Mélina Etorre joined the French School of Landscape Design in Versailles in 2017 after a previous career working as a press officer for communications agencies in Paris. With a degree in literature and music, she uses gardens to express her freedom, poetry, and environmental awareness. She has been attracted to nature since her childhood in Les Vosges, where she grew up a stone’s throw from the ancient forest, and she tries to share her love of the soil, plants and animals. For her, the garden is a place where awareness can be raised, where art and nature meet, and where heaven touches earth so it can accommodate all forms of life.
As passionate about the details of construction as strategic landscaping, Thibault Racault is in search of answers for the turning point that is the 21st century. Whether it is through urban planning, which he has practised for 11 years, through various cultural events, or projects linked to environmentally friendly construction, the creation of spaces that are abundant with life, especially plant life, is a deeply held ambition. The practical and aesthetic approach of the French School of Landscape Design in Versailles goes beyond technique and function and opens up new perspectives that are more in tune with the meaning given to landscaping projects.
Mathilde Plet is a photographer’s assistant in Paris and a student at the French School of Landscape Design in Versailles, two roles that she finds complement each other. “You have to observe, look and understand before deciding what to do.” Her training has been enriched by studying the biodiversity of urban flora and fauna at the École du Breuil school of horticulture.

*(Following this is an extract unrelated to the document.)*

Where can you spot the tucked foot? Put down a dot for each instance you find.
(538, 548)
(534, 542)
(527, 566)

With a wealth of experience in healthcare and caring for people, Sabrina Serres-Hamama has taken her passion for gardens and used it to heal. A professional prosthetist and orthotist, she decided to change her approach to caring for people by taking her passion for plants and revealing the link between nature and health. Her move towards organic farming and degree in consultancy and development led her to improve her skills and consider ways that social and personal challenges can benefit from an environmentally friendly approach. This has heightened her awareness of living things and led her to think carefully about how to create environments that promote everyone’s well-being. This quest has enabled her to bring together her training in different fields, and her convictions have naturally led her to an approach that is responsible, innovative and humane by creating gardens that are original, appropriate and unique. The French School of Landscape Design in Versailles is the perfect place for her to develop her ideas for creating therapeutic gardens in healthcare settings. Her project work enabled her to start work on creating a chair of Landscaping and Health in partnership with the charity Fondation Médéric Alzeimer. She also won the Truffaut Foundation's Project of the Future award for her design for a therapeutic garden for a care home in Montdragon. Her sensitivity, knowledge of the medical environment and understanding of landscaping projects make her a precious resource in the creation of a new approach to the environment surrounding healthcare settings.